The UK Chancellor, George Osborne, appeared to clear the path for a second round of quantitative easing (QE) over the weekend, telling journalists at the G7 meeting in Marseilles, France, that he saw no barriers to such an action, if the Bank of England asked for it.
The UK economy is struggling to sustain its meager economic growth after emerging from a 2008-2009 recession that saw the economy contract by 5 percent. Forecasts for 2011 have been downgraded twice, with the Bank of England currently predicting that GDP will increase by 1.4 percent this year.
With the European sovereign debt crisis still rumbling on unresolved and the global macroeconomic picture remaining increasingly uncertain, the pressures on the British economy remain negative.
The Organization for Economic Cooperation and Development's composite leading indicators (CLIs), released on Monday, show a continuing slowdown in the UK economy.
Adam Posen, a member of the Bank's Monetary Policy Committee (MPC), has been outspoken about what he sees as the need for more QE. Whether more members come around to his point of view will determine whether further capital injection happens this autumn. More weak data could push them into agreement, analysts believe.
As Howard Archer, chief UK economist at IHS Global Insight, wrote in a note to clients on Monday, "For now at least, the Bank of England has held fire on quantitative easing. Evidently, most MPC members maintain the view that further QE is not warranted yet, particularly given current elevated inflation levels and still-significant upside inflation risks.
"However, unless the economy shows signs of picking up soon and global financial market conditions stabilize, the pressure for Bank of England action will mount and it could very well pull the QE trigger within the next few months," Archer said.
IHS's September forecast puts UK growth at just 1 percent in 2011.

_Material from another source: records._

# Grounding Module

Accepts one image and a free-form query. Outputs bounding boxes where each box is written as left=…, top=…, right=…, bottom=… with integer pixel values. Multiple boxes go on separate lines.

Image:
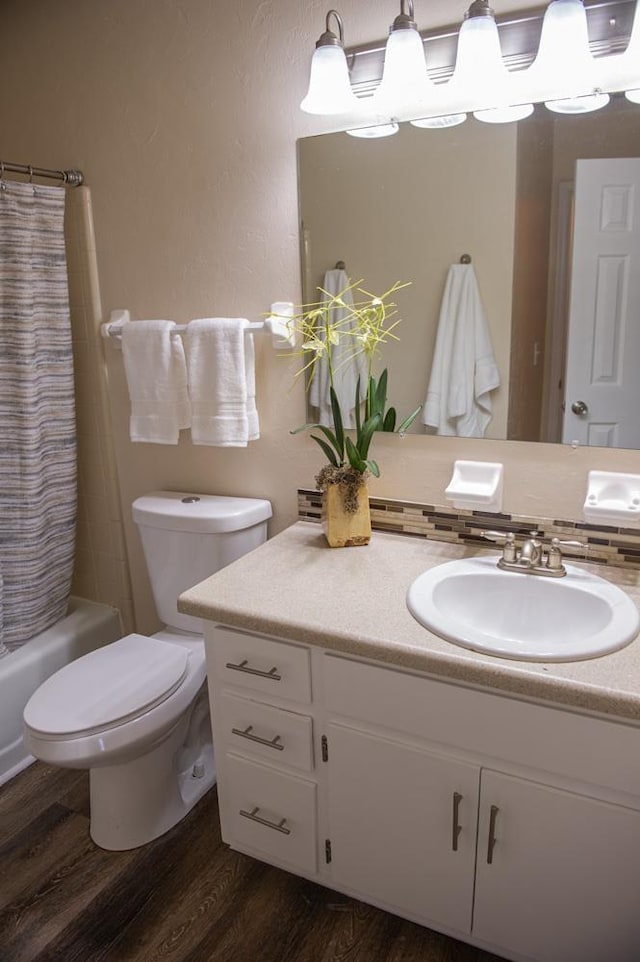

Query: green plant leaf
left=289, top=422, right=322, bottom=434
left=311, top=434, right=340, bottom=468
left=381, top=408, right=396, bottom=431
left=375, top=367, right=389, bottom=414
left=398, top=404, right=422, bottom=434
left=329, top=388, right=344, bottom=463
left=346, top=437, right=367, bottom=474
left=357, top=414, right=382, bottom=460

The Institute of Directors (IoD), a business lobby group, last week called for a 50 billion pound ($79 billion) extension to QE.

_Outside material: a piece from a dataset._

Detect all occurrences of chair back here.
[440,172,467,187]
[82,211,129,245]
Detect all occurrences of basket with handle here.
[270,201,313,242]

"The time to launch QE2 has arrived," IoD Chief Economist Graeme Leach said. "The downside economic risks are sufficiently great to warrant an extension in quantitative easing now, in order to avoid the risk of a double-dip recession. We already have an L-shaped economic recovery and the hit to business and consumer confidence over the summer risks a slip back into recession, which could have dire fiscal consequences. Expanding QE by 50 billion pounds initially is a sensible and limited response."
Others, including economist George Buckley at Deutsche Bank, believe that while the risks to the UK are strongly to the downside, they are unlikely to be severe enough to prompt a second program.
Research published by Deutsche on Monday suggests that the first round of QE did have an affect on the UK economy, reducing gilt yields on maturities bought by the bank by 70 basis points and increasing the money supply to the economy. During the first round of QE, corporates were able to increase their borrowing from the financial markets, Deutsche found.
However, Buckley wrote, third-quarter GDP growth may show that the UK has shrugged off the temporary drags of the Japanese earthquake and the royal wedding -- those "special factors" shaved 0.5 percent off growth in the second quarter, according to the Office for National Statistics.
Furthermore, Buckley noted, a law of diminishing returns may be in effect, reducing the potential upside of a second round of QE. The effect of such a program on consumption, currently very weak in the UK, is also doubtful. Finally, he said, the monetary stimulus that the bank has provided through its dramatic rate cut during the crisis, and its decision to hold rates at 0.5 percent, call into question the need for another stimulus.
Osborne appears to be inflexible on government cuts and is unlikely to reign in his targets in order to provide a temporary respite to the economy.
The chancellor remains under pressure, not only because of recent revelations about his private life. Youth unemployment, widely thought to be a root cause of the violent riots that shook several British cities in August, remains high, and households are only just beginning to feel the pinch from the government's austerity measures.
The UK's recession will "cast a long shadow" over living standards, which look likely to decline until 2013-14, according to a new report from the Institute of Fiscal Studies (IFS), an influential think tank.
State support and welfare systems initially cushioned the blow of the recession for many households, the IFS said, but "the pain was most definitely delayed, rather than avoided," according to the report. With the government now cutting back spending, and with benefits, tax credits and earnings all falling back in real terms in 2010-11, the think tank said that the country has experienced "one of the worst decades for changes in living standards since at least the Second World War."